India bonds fall after November inflation


Reuters | Published: December 13, 2017 15:15:05


A vendor arranges vegetables at his stall in a market in Mumbai, November 13, 2017. Reuters/Files

India’s benchmark 10-year bond fell to its lowest level in more than 16 months on Wednesday, while shares weakened after unexpectedly high November consumer inflation created the prospect the Reserve Bank of India (RBI) could raise interest rates sooner than expected.

The benchmark 10-year bond yield was up 3 basis points at 7.22 per cent by 0443 GMT after rising to as high as 7.25 per cent, the highest since July 2016.

The broader NSE Nifty was down 0.2 percent.
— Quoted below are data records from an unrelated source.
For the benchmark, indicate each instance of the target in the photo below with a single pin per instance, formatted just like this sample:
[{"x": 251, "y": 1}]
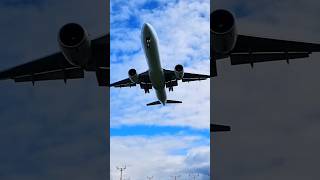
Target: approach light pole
[
  {"x": 121, "y": 169},
  {"x": 194, "y": 176}
]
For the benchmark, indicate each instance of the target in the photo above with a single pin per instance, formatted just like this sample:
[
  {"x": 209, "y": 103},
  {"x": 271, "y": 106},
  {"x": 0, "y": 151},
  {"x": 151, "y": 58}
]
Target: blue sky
[
  {"x": 160, "y": 140},
  {"x": 52, "y": 130}
]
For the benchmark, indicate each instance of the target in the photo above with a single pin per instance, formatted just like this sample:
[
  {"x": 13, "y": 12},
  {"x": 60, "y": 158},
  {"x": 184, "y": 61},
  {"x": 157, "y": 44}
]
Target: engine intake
[
  {"x": 178, "y": 71},
  {"x": 224, "y": 34},
  {"x": 75, "y": 44},
  {"x": 133, "y": 76}
]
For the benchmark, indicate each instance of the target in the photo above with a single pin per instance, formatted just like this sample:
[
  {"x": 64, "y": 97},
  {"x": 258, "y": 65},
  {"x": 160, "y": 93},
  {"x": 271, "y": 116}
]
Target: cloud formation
[{"x": 179, "y": 143}]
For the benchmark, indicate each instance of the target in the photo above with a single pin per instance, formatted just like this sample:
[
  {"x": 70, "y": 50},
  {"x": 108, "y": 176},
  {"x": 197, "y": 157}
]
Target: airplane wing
[
  {"x": 144, "y": 82},
  {"x": 250, "y": 50},
  {"x": 187, "y": 77},
  {"x": 171, "y": 79},
  {"x": 55, "y": 66}
]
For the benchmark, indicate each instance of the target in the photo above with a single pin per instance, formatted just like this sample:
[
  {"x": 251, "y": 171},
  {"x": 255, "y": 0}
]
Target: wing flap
[
  {"x": 259, "y": 44},
  {"x": 49, "y": 63},
  {"x": 73, "y": 73},
  {"x": 246, "y": 58}
]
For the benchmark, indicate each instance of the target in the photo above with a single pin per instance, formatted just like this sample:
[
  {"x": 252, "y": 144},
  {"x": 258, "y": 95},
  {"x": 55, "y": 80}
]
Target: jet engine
[
  {"x": 133, "y": 76},
  {"x": 75, "y": 44},
  {"x": 223, "y": 29},
  {"x": 178, "y": 71}
]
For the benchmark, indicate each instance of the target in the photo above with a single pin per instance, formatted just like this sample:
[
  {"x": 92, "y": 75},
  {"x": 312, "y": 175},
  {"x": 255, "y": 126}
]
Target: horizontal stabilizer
[
  {"x": 154, "y": 103},
  {"x": 173, "y": 102},
  {"x": 219, "y": 128}
]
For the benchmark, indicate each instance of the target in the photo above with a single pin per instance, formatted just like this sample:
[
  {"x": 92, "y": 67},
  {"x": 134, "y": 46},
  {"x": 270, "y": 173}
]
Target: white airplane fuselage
[{"x": 149, "y": 41}]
The partially convertible rupee was trading at 64.44 per dollar versus its previous close of 64.40. In India, the currency follows foreign-exchange flows and shares, rather than track interest rate changes.

The market reaction came after data late on Tuesday showed annual inflation accelerating to a 15-month high of 4.88 per cent in November, driven by a surge in food prices.

That was sharply above the central bank’s 4 percent medium-term inflation target and its projection that inflation would accelerate to 4.3 to 4.7 per cent in the six months to March. A Reuters poll had forecast inflation of 4.2 per cent in November.

Worryingly, core inflation last month also accelerated, hitting 4.9 per cent from an average of 4.3 per cent over the prior six months, according to DBS Bank estimates.

Analysts said they still expect the RBI to hold its repo rate at a more than 7-year low of 6.00 per cent after last cutting it in August, but warned that the odds of a hike had risen. The central bank could also shift to a tightening bias from its current neutral stance, they added.

The RBI’s monetary policy committee (MPC) holds its next policy meeting in early February.

“We now see 30 per cent chance of a precautionary rate hike in the February policy itself, with the MPC facing an acute tradeoff between sluggish growth and rising inflation for the first time in its short existence,” Citigroup said in a note to clients on Wednesday.

Raising interest rates won’t be an easy call for the RBI. Although annual economic growth recovered to 6.3 per cent in July-September, halting a five-quarter slide, that is still below the 8 per cent India needs to create jobs.

Data on Tuesday also showed that annual industrial output grew a lower-than-expected 2.2 per cent in October, falling short of a forecast of 3.0 per cent in a Reuters poll of economists.